Clinicopathological studies consistently report that postural instability and autonomic failure emerge earlier in MSA-P than in PD,2,3 but it remains to be determined how this information can be integrated into the diagnostic work-up of patients with early parkinsonism.
Here, we aimed at (1) quantifying the diagnostic yield of early-onset postural instability as well as cardiovascular and urological autonomic failure in differentiating MSA-P from PD and (2) merging early MSA-P distinctive features into a MSA-P diagnostic probability score.

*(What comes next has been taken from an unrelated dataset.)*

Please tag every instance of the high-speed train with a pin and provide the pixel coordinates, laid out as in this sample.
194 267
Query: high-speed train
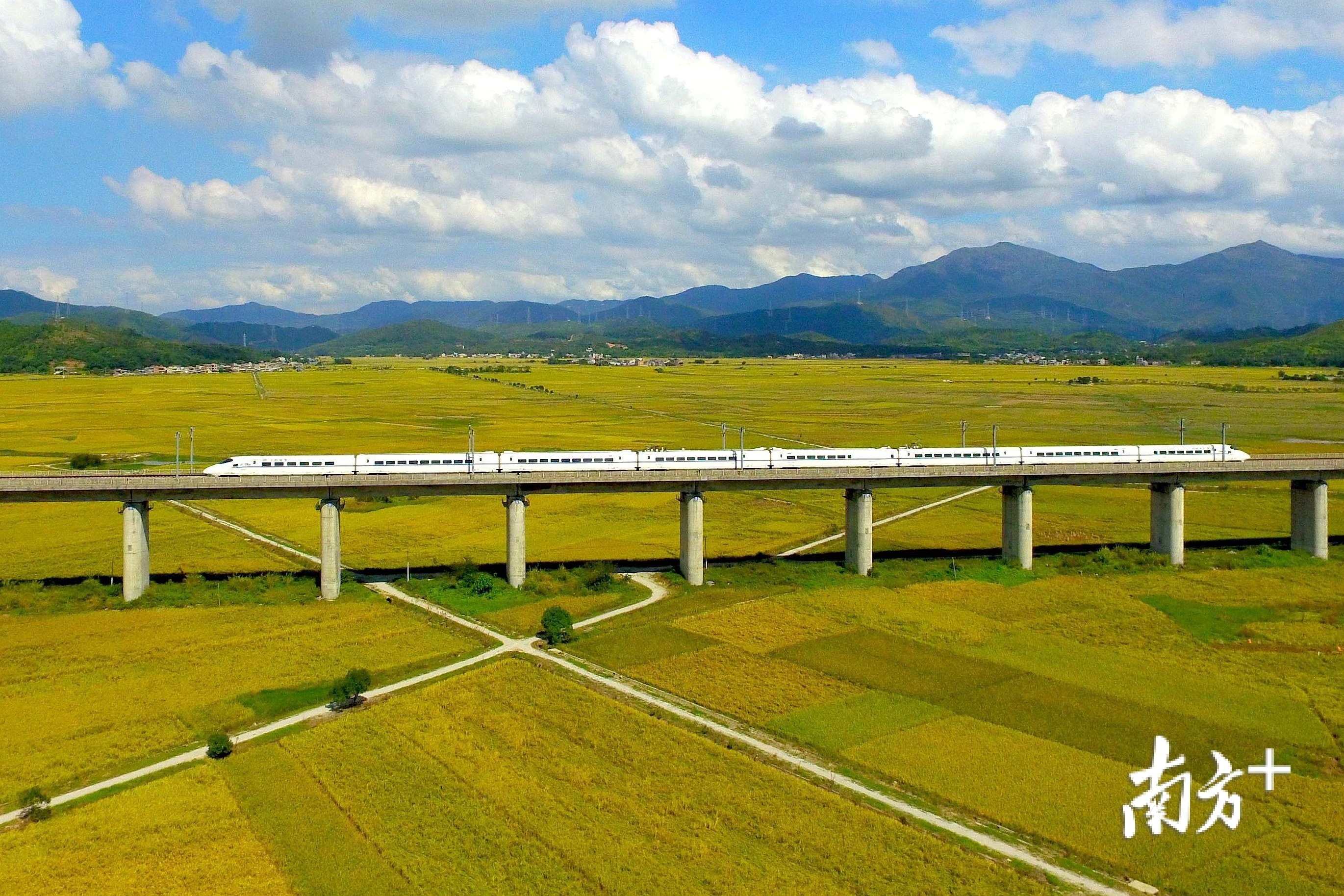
770 459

For this purpose, we retrospectively studied 161 PD and 29 MSA-P patients, who had undergone tilt-table testing at early disease, defined as Hoehn & Yahr (H&Y) stage <3 and/or disease duration <2 years. In the absence of neuropathological confirmation, established PD4 and MSA-P5 criteria were applied at last available visit by senior investigators and served as the clinical diagnostic gold standard. The diagnosis was further supported by cerebral MRI volumetry6 in all MSA-P patients with available MRI (n = 21) and in those PD patients with a follow-up time < 24 months and disease duration <5 years (n = 19): patients with a mismatch between the final clinical and MRI diagnosis were excluded from further analysis (n = 4). Clinical features at early disease, associated with a diagnosis of MSA-P at last available visit, were investigated by means of χ2, parametric, and nonparametric tests, followed by binary logistic regression analysis. An MSA-P diagnostic probability score was generated on the basis of early MSA-P discriminant variables. The study protocol was approved by the local ethical committee and performed according to the Declaration of Helsinki. Because of the retrospective design, no written informed consent was due. Processing of data followed the current Austrian regulation for data protection. By taking into account all significantly different clinical demographic traits at early disease, logistic regression analysis showed the following features to be associated with a final diagnosis of MSA-P: (1) postural instability (H&Y stage ≥3) within 2 years from disease onset; (2) orthostatic hypotension7; (3) symptoms of overactive bladder (urge and/or urinary incontinence); and (4) urinary retention (i.e., postvoid residual urine volume > 100 mL).
By assigning 1 point per above-mentioned feature, a cumulative score ≥ 2 (score range: 0-4) showed 78% sensitivity (95% confidence interval [CI]: 58-91), 86% specificity (95% CI: 80-91), 50% positive predictive value (95% CI: 39-61), and 96% negative predictive value (95% CI: 91-98) for a final diagnosis of MSA-P. The area under the receiver operating characteristic (ROC) curve was 0.884 (95% CI: 0.823-0.946).
We conclude that postural instability and autonomic failure manifest in both PD and MSA-P, but their early development indicates MSA-P.
The 4-points MSA-P diagnostic probability score shows a balanced sensitivity and specificity for early MSA-P and represents an easily accessible, cost- and time-effective tool for screening parkinsonian patients with low or absent MSA risk (0–1 point) from those with high MSA-risk (2–4 points). The latter may benefit from referral to specialized movement disorder centers and, ultimately, recruitment in ongoing neuroprotective studies.